Girls on a Train
Jul. 10th, 2018 12:04 am![[personal profile]](https://www.dreamwidth.org/img/silk/identity/user.png)
I've been contemplating the meme from Twitter a while back. It's a picture of a drag queen and a woman in a burqa sitting in a subway car in NYC, apparently amiably ignoring one another, and captioned, "This is the future the liberals want." Which then caused liberals to drag the conservatives in various creative and funny ways. But I keep on circling back to two things. The first is that someone pointed out that this isn't "the future" that liberals want, this is the present, that we built. And the second is, what does it mean to share a country with people who are so horrified by something that they can see with their own eyes that they must assign it to some theoretical hell-scape future apocalypse? And what does it mean that their idea of a nearly inconceivable hell is my aspiration for our nation?
The vision must, I think, be relegated to a fictional hell-scape of the future, because to admit that it is happening, right now, disproves their point. They cannot envision a world where two such disjoint views of life co-exist without violence and destruction.
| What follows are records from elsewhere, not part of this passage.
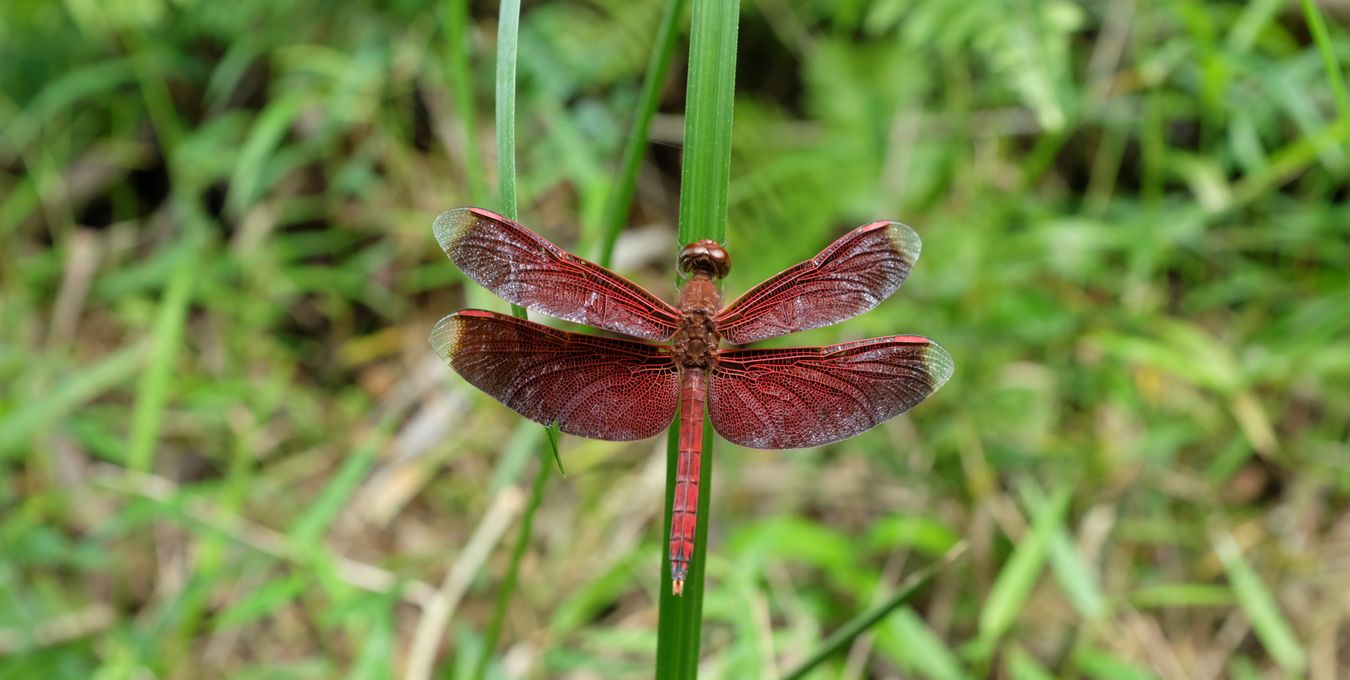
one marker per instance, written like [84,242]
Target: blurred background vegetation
[226,448]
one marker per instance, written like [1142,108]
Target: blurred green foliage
[226,448]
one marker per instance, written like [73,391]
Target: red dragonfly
[621,390]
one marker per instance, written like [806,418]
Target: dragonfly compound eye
[705,255]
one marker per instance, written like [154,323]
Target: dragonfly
[623,390]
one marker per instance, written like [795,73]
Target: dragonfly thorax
[697,339]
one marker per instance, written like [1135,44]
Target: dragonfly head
[708,257]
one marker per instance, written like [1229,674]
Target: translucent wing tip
[444,336]
[452,224]
[938,363]
[906,240]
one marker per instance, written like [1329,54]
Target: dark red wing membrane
[521,267]
[594,387]
[813,395]
[855,274]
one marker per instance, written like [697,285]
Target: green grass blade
[155,383]
[708,122]
[66,397]
[1318,27]
[702,215]
[508,37]
[508,590]
[1260,606]
[1021,574]
[845,634]
[462,93]
[621,196]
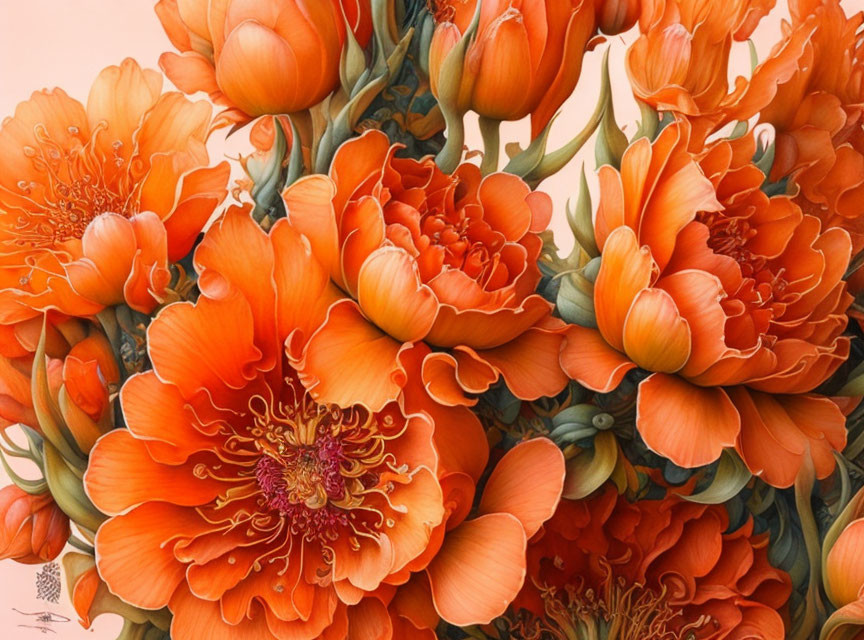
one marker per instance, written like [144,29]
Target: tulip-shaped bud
[88,376]
[33,529]
[260,57]
[525,59]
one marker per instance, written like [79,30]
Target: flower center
[73,191]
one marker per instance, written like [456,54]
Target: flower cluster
[357,392]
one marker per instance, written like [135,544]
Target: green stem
[814,608]
[491,131]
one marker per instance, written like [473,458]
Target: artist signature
[41,620]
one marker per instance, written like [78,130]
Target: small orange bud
[33,529]
[525,59]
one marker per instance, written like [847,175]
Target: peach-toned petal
[109,248]
[233,256]
[304,291]
[530,364]
[844,567]
[148,405]
[588,359]
[201,191]
[479,570]
[135,555]
[625,270]
[375,376]
[121,474]
[369,620]
[503,197]
[309,206]
[532,503]
[194,355]
[656,337]
[195,618]
[485,330]
[690,425]
[392,296]
[118,100]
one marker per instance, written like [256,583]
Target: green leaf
[731,476]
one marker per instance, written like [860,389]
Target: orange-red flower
[81,374]
[818,116]
[262,56]
[449,260]
[33,530]
[680,62]
[251,508]
[96,202]
[733,300]
[652,569]
[525,59]
[616,16]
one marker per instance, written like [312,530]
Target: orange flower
[256,509]
[262,56]
[33,530]
[426,256]
[731,298]
[95,203]
[818,113]
[525,59]
[680,62]
[616,16]
[652,569]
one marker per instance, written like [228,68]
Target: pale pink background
[47,43]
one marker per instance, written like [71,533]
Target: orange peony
[251,508]
[261,56]
[680,62]
[818,115]
[96,202]
[734,302]
[449,260]
[81,374]
[33,530]
[649,570]
[525,59]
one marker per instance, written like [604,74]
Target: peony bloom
[680,62]
[734,302]
[260,57]
[525,59]
[33,530]
[96,202]
[817,115]
[650,570]
[449,260]
[251,508]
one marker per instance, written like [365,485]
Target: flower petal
[532,503]
[690,425]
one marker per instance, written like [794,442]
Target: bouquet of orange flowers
[346,386]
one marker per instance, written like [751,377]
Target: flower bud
[33,529]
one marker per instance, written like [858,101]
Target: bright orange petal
[135,552]
[391,295]
[588,359]
[656,337]
[690,425]
[532,503]
[479,570]
[626,269]
[374,377]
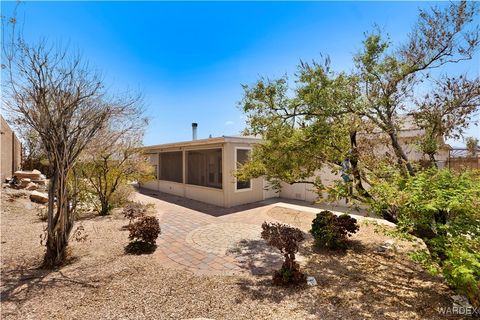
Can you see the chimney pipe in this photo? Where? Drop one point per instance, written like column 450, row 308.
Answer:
column 194, row 130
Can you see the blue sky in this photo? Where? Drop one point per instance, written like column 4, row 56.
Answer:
column 189, row 59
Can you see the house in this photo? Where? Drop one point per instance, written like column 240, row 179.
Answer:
column 203, row 170
column 10, row 150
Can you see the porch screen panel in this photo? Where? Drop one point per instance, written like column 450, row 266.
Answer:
column 171, row 166
column 205, row 168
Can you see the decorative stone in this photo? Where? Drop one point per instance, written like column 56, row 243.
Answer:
column 388, row 248
column 38, row 197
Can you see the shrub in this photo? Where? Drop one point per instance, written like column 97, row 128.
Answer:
column 143, row 234
column 331, row 231
column 442, row 208
column 287, row 240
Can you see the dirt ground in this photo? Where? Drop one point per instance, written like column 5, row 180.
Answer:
column 101, row 282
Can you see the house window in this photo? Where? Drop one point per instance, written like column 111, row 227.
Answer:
column 155, row 171
column 242, row 156
column 171, row 166
column 205, row 168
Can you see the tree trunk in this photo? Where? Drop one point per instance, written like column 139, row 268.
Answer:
column 60, row 224
column 400, row 154
column 433, row 160
column 105, row 207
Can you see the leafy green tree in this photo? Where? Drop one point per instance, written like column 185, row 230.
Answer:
column 390, row 78
column 334, row 119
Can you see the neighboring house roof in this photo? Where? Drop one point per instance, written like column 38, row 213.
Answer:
column 199, row 142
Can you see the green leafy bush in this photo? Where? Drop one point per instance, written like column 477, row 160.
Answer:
column 443, row 209
column 287, row 240
column 332, row 232
column 144, row 232
column 134, row 210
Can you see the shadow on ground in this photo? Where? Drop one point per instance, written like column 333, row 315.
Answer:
column 203, row 207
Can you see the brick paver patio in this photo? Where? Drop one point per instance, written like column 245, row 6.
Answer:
column 206, row 239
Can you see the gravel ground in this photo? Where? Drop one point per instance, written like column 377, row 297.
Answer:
column 101, row 282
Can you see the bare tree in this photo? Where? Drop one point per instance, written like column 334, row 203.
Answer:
column 59, row 96
column 114, row 158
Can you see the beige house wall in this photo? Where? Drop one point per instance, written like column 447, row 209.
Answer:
column 10, row 150
column 228, row 196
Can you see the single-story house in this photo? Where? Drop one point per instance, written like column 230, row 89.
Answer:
column 204, row 169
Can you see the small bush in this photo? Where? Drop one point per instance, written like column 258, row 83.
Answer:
column 42, row 213
column 143, row 234
column 332, row 232
column 442, row 208
column 134, row 210
column 287, row 240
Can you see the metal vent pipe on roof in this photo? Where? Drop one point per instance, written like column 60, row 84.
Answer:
column 194, row 130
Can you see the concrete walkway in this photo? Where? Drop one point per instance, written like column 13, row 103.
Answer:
column 206, row 239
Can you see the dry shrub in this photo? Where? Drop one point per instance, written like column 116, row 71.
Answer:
column 287, row 240
column 42, row 213
column 134, row 210
column 332, row 232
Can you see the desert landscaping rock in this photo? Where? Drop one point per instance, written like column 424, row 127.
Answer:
column 39, row 197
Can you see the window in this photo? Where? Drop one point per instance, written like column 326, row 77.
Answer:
column 153, row 160
column 171, row 166
column 205, row 168
column 242, row 156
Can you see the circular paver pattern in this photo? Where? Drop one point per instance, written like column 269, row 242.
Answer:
column 218, row 238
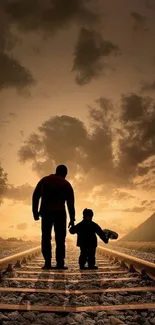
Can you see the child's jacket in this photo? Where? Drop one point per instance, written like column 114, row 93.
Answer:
column 86, row 231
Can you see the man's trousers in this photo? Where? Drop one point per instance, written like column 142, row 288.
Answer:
column 58, row 221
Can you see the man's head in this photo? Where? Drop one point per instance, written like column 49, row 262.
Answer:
column 88, row 214
column 61, row 170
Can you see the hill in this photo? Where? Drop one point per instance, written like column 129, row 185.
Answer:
column 144, row 232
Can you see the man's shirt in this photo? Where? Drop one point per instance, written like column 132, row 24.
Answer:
column 54, row 191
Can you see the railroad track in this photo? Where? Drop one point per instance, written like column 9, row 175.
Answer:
column 122, row 285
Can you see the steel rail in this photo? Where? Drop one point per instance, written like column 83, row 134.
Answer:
column 75, row 309
column 133, row 263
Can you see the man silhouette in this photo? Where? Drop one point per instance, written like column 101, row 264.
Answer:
column 54, row 190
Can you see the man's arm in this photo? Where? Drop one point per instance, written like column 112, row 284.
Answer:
column 35, row 200
column 101, row 233
column 70, row 204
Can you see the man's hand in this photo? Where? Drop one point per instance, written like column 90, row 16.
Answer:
column 36, row 216
column 71, row 223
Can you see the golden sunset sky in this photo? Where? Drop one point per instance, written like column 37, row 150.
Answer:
column 77, row 87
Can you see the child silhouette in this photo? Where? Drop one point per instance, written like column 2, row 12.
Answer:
column 86, row 231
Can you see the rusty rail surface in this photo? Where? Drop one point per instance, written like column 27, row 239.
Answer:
column 131, row 262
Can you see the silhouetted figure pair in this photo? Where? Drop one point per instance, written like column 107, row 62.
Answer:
column 87, row 240
column 54, row 190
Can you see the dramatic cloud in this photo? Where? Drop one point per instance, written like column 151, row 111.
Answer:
column 148, row 86
column 48, row 16
column 139, row 22
column 118, row 195
column 21, row 193
column 90, row 153
column 89, row 53
column 22, row 226
column 13, row 74
column 3, row 184
column 134, row 209
column 12, row 114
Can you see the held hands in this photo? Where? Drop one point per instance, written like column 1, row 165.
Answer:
column 71, row 223
column 36, row 216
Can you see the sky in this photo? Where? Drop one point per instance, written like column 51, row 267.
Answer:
column 77, row 87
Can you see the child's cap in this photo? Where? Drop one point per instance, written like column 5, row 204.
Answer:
column 88, row 212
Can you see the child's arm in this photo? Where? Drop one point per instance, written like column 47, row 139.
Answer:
column 73, row 230
column 101, row 234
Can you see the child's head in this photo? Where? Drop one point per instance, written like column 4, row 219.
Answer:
column 88, row 214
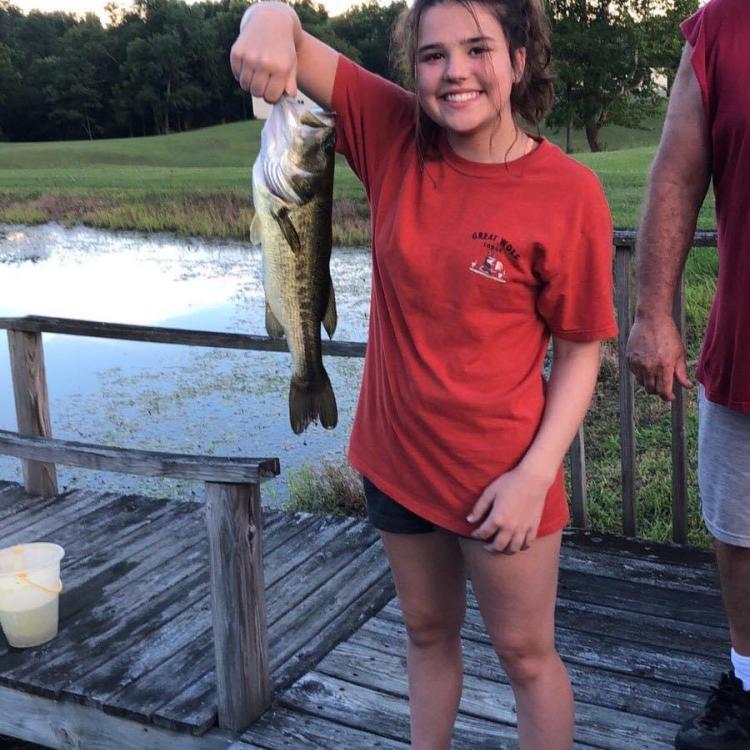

They cannot see how two such things can co-exist at all. In a very real way, that image is an existential threat, it challenges their entire understanding of how people and societies work, and it cannot be allowed to stand, not just because they hate Muslims and queers, but because the possibility of those things not resulting in destruction is a complete repudiation of how they understand the world at a very fundamental level.
And I think about my Evangelical family, who claim to love me, but hate everything that is important about me. Who, when challenged, would claim to love the sinner but hate the sin. Which does not, and cannot work, when what they hate are my important relationships,, my chosen family, my philosophy, my politics, and pretty much every other thing about me which I chose or aspire to. When you strip away all the "sin" there's nothing really left, One could argue that I am, at core, my sins. So what can it possibly mean to love me, but hate my sins?
What does it mean to share a society with people who find the mere fact of other people tootling along in their own way, managing life on terms that are happy and meaningful, to be an existential threat to you? If they were just content to consign the lot of us to hell, and tootle along themselves, that would be one thing. But our existence is perceived as a threat to theirs.
I do not pretend to have any answers. I haven't found any for my blood family, and so I can't imagine trying to heal the nation. But I think it's important to understand that our actual existence is what they have a problem with.
(I want to acknowledge that my problems are not nearly as life-threatening or acute as that which people of color and other marginalized communities face. But I don't really know how to talk about that well, so I want to say I know it's there, and it's much worse. Some of it though, may be part of the same problem. The simple act of being black in this country appears to create an existential threat for white people. However, there are a lot of nuances there I don't get.)